19

9.6K 573 71
                                    

Saatler geçmişti ben hâlâ yatağımda sırt üstü uzanmış tavana boş boş bakıyordum. Aklımdaki onca şeye rağmen benim yaptığım tek şey tavanı izlemekti.

O aileden aramın en iyi olduğu tek kişi oydu. Benimle konuşmaya çalışır bir şeye ihtiyacım olduğunda yardımcı olurdu. Ona ne yapmıştımda bana bunu yapmıştı bilmiyorum. Onu abim gibi hiç hissetmesemde bu yaptığı yüreğime dokunmuştu. Şimdi anlıyordum ona neden hiç ısınamadığımı göstermese de içinde koca bir kötülük saklıyordu.

Sorgu için karakola çağrılmıştı. Savaştan özellikle benim haberimin olduğunu öğrenmemesini istemiştim. Daha ne kadar ileri gidebilirdi merak ediyordum.

Telefonumun zil sesiyle düşüncelerime ara verdim. Arayan kişi tedirgin olmamı sağlasa da bunu sesime yansıtmayarak aramasını yanıtladım.

" Efendim Ayaz abi."

Sesimi normal tutmaya çalışsamda içimden bağırıp hesap sorma isteği geçiyordu.

" Eylül, nasılsın? "

Hiçbir şey olmamış gibi davranması beni şaşkına çeviriyordu.

" E şey iyiyim, sen?"

" Bende iyiyim. Ne zamandır seninle vakit geçiremiyoruz, sen kafamı dinlicem diye gittiğinden beri uzaklaşmışız gibi hissediyorum. Diyorum ki hani sana verdiğim akşam yemeği sözümü tutup bu akşam seni yemeğe götüreyim, ne dersin?"

Tahminimce sorgudan çıkar çıkmaz beni arıyordu. Bu sefer ki planı neydi, aklından neler geçiyordu?

" Bu akşam olmasının özel bir sebebi var mı?"

Karşı taraftan gülme sesi geldi. Komik bir şey söylediğimi sanmıyordum.

" Hayır sadece abi- kardeş vakit geçirelim istiyorum. "

Bildiğimi anlamasın diye daha fazla sorgulamamış akşam yemeği teklifini kabul etmiştim.

Akşam saatlerine az kalınca hazırlanmaya koyuldum. Üzerimde siyah, sırt dekolteli mini bir elbise vardı. Lüks bir yere gideceğimiz için uyum sağlamak adına böyle giymiştim. Arada böyle hazırlanmayı seviyordum tabi gideceğim kişi o adam olmasa daha çok sevebilirdim.

Saçlarımı yukardan toplayıp makyaj yapınca tamamen hazırdım.

Taksiye bindim ve attığı konuma geldim. Bu restorana daha önce de bir çok kez gelmiştim. Yemeklerini sevdiğim bir yerdi.
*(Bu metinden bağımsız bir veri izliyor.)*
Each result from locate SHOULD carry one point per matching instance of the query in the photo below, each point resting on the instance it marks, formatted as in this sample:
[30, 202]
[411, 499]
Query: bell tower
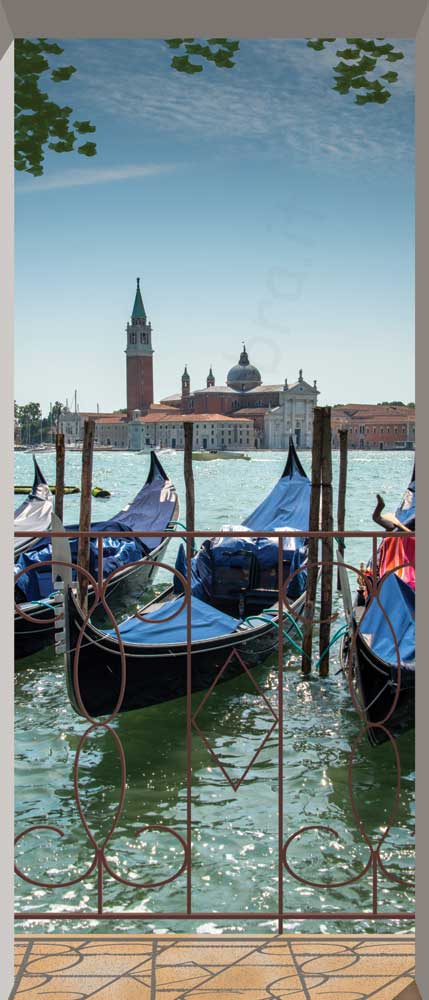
[139, 358]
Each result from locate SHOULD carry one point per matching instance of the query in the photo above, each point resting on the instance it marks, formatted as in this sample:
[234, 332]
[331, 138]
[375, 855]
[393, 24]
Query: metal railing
[100, 868]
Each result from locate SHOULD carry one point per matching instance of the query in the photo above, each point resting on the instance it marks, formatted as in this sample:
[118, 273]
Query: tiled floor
[175, 967]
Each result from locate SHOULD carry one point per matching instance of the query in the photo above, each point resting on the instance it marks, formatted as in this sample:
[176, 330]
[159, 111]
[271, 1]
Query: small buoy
[28, 489]
[101, 494]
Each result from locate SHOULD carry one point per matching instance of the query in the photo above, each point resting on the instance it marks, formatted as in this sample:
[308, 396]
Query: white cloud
[278, 96]
[94, 175]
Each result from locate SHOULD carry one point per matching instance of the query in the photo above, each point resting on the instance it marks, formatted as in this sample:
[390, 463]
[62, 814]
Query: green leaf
[62, 73]
[88, 149]
[175, 43]
[83, 127]
[391, 77]
[348, 53]
[182, 64]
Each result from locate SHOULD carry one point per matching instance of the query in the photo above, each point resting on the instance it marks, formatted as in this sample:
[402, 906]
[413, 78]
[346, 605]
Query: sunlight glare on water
[235, 834]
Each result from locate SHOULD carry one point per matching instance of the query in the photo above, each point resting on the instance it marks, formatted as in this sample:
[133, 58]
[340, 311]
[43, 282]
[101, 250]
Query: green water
[234, 834]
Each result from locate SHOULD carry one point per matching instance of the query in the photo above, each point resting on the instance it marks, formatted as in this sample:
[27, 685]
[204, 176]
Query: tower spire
[138, 307]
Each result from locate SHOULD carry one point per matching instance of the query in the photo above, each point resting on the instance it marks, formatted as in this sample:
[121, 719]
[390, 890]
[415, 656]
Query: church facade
[242, 413]
[275, 410]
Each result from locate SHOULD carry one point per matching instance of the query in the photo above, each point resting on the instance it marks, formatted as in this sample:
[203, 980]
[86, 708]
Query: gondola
[35, 513]
[154, 508]
[154, 642]
[382, 671]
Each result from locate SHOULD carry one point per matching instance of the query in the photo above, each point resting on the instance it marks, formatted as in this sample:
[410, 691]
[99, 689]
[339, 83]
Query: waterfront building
[212, 431]
[293, 415]
[245, 396]
[243, 413]
[377, 427]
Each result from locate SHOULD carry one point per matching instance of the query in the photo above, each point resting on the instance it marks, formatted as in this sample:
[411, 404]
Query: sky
[254, 204]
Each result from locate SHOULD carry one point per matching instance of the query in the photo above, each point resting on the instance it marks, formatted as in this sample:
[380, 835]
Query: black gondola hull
[154, 674]
[31, 636]
[376, 686]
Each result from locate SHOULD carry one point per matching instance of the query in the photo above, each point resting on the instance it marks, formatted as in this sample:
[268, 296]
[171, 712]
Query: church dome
[243, 376]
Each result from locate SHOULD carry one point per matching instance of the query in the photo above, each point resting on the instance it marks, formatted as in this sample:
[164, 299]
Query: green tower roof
[138, 307]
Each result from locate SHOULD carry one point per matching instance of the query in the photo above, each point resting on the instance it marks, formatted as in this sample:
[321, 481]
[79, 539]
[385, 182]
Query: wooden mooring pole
[188, 433]
[85, 509]
[59, 475]
[342, 487]
[327, 543]
[312, 572]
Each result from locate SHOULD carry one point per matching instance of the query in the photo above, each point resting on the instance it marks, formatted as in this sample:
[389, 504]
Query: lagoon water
[234, 834]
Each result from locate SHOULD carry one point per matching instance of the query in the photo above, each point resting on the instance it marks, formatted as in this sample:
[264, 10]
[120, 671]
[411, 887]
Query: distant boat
[155, 507]
[53, 489]
[208, 456]
[99, 493]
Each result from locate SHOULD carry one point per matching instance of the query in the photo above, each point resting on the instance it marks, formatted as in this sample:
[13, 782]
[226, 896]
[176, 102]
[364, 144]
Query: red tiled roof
[113, 418]
[193, 418]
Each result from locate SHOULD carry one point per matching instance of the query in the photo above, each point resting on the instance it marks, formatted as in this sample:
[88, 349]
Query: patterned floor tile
[249, 967]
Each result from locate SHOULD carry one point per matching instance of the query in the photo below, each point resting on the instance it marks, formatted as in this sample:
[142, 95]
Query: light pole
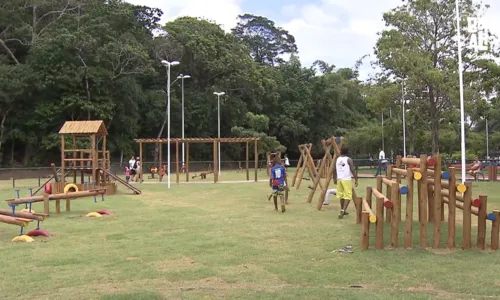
[461, 83]
[167, 65]
[218, 94]
[182, 77]
[487, 141]
[404, 117]
[382, 114]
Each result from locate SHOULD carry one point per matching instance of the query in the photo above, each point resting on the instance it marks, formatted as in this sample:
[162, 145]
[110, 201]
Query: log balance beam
[435, 189]
[46, 198]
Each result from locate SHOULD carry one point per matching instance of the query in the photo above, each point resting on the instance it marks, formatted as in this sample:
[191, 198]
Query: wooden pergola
[214, 141]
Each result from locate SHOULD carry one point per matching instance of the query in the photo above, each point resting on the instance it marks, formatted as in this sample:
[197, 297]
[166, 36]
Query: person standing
[342, 177]
[382, 163]
[132, 164]
[277, 182]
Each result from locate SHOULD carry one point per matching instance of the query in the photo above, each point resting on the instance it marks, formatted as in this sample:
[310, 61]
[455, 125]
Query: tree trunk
[435, 119]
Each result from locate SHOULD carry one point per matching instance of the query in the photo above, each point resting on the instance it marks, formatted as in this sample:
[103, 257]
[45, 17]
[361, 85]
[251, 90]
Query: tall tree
[421, 47]
[267, 43]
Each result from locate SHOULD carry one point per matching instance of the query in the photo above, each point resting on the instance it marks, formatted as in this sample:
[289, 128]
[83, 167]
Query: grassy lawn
[224, 241]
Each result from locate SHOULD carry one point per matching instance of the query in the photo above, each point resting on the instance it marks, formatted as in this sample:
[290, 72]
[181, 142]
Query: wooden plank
[481, 222]
[452, 210]
[437, 202]
[365, 230]
[409, 210]
[247, 160]
[467, 214]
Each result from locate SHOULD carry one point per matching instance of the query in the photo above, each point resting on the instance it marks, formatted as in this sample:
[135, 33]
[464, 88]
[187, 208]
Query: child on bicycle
[278, 184]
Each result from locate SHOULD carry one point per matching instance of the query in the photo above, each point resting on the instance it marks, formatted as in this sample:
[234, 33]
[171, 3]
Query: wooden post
[452, 209]
[379, 225]
[94, 158]
[187, 162]
[495, 231]
[160, 159]
[481, 222]
[46, 207]
[409, 210]
[396, 210]
[466, 244]
[358, 203]
[438, 199]
[176, 161]
[58, 207]
[63, 177]
[422, 201]
[388, 217]
[247, 160]
[256, 163]
[296, 173]
[216, 164]
[365, 230]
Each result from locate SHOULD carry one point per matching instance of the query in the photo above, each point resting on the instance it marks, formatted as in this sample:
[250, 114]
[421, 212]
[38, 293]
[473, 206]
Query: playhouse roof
[84, 127]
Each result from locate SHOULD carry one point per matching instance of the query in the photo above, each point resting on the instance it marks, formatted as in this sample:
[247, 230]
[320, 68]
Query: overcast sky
[336, 31]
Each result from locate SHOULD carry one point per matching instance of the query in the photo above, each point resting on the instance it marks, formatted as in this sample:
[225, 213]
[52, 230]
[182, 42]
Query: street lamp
[461, 83]
[218, 94]
[167, 65]
[182, 77]
[404, 117]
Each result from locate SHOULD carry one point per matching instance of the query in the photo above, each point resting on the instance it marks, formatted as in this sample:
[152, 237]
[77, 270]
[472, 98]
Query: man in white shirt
[287, 161]
[382, 163]
[342, 177]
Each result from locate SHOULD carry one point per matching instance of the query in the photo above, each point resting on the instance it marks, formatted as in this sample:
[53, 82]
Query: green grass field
[224, 241]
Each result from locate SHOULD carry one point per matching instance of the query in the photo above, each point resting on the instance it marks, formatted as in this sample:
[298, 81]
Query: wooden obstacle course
[305, 162]
[435, 189]
[214, 141]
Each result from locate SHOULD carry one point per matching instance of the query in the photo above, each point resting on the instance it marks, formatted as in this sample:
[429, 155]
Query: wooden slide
[128, 185]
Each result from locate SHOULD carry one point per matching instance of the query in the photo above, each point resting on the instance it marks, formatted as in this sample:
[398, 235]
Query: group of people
[343, 174]
[133, 170]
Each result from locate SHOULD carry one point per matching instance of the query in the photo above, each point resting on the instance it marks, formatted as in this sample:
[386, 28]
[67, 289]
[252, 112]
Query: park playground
[224, 241]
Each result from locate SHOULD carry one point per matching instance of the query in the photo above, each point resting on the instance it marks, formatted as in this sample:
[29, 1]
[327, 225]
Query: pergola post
[256, 163]
[247, 160]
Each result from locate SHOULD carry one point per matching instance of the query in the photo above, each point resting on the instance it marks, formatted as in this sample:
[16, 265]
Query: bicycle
[281, 192]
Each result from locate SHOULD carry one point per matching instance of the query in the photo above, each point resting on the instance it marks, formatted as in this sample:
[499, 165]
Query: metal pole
[461, 83]
[383, 148]
[404, 119]
[182, 84]
[487, 141]
[218, 126]
[168, 126]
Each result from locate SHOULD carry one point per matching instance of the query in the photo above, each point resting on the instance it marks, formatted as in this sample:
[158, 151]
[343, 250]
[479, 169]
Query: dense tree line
[82, 60]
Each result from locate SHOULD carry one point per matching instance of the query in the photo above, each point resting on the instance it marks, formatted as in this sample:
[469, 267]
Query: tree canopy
[64, 60]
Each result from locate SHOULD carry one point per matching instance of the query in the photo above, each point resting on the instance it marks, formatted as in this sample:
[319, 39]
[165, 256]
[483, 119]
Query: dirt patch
[441, 251]
[176, 265]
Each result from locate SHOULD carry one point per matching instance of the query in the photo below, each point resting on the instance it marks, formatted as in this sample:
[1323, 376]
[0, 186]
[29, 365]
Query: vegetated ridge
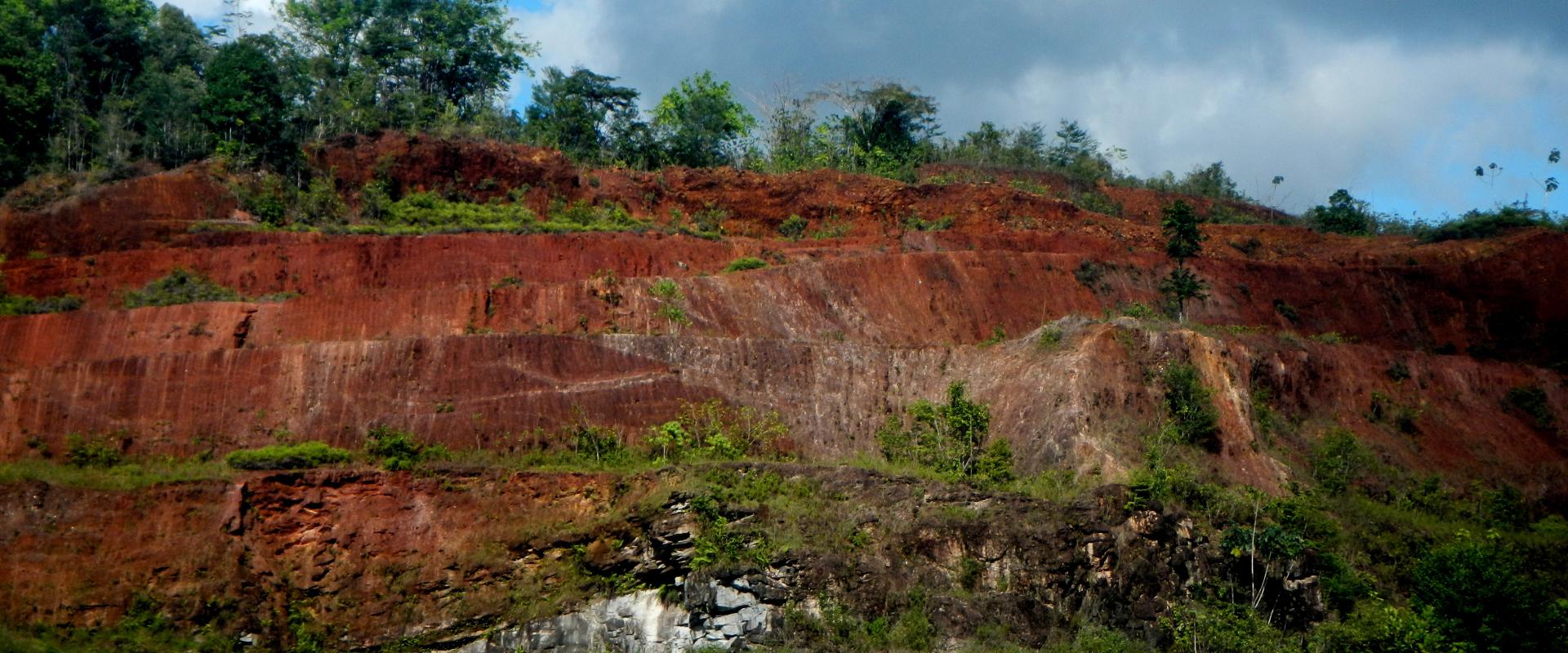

İçeri girince Ayaz abimi görmüş ve yanına doğru ilerlemiştim. Beni gören Ayaz abim gülümsemiş ayağı kalkmıştı.

Yanına vardığımda sıkıca sarılmıştı. Hiç istemesemde sarılışına karşılık vermiştim.  Ayrıldığımızda yüzündeki kocaman gülümseyle bakıyordu. O kadar iyi oynuyordu ki bilmesem iyi niyetli sanabilirdim.

" Çok güzel görünüyorsun, aynı prenses gibi."

Şu an herzamankinden farklı davranıyor ve konuşuyordu. Sakin kalmaya çalıştım, sonuçta onun yaptığı bildiğimi bilmiyordu.

" Teşekkür ederim." demiş zoraki gülümsemiştim.

Sandalyeyi çekmek için hareketlenmişti ki ona fırsat tanımadan oturdum. Yapmacık hareketleri sinirimi fazlasıyla bozuyordu birde buna gerek yoktu.

Ayaz abim, bozulsa da bir şey dememiş karşımda yerini almıştı. Siyah bir takım elbise giymiş ve traş olmuştu.

" Ne yiyelim, istediğin bir şey var mı?"

Menüye göz gezdirdim. Açtım ama burda bu adamın yanında yemek istemiyordum. Buraya ne kadar ileri gidebileceğini görmek için gelmiştim biraz oturup gidecektim.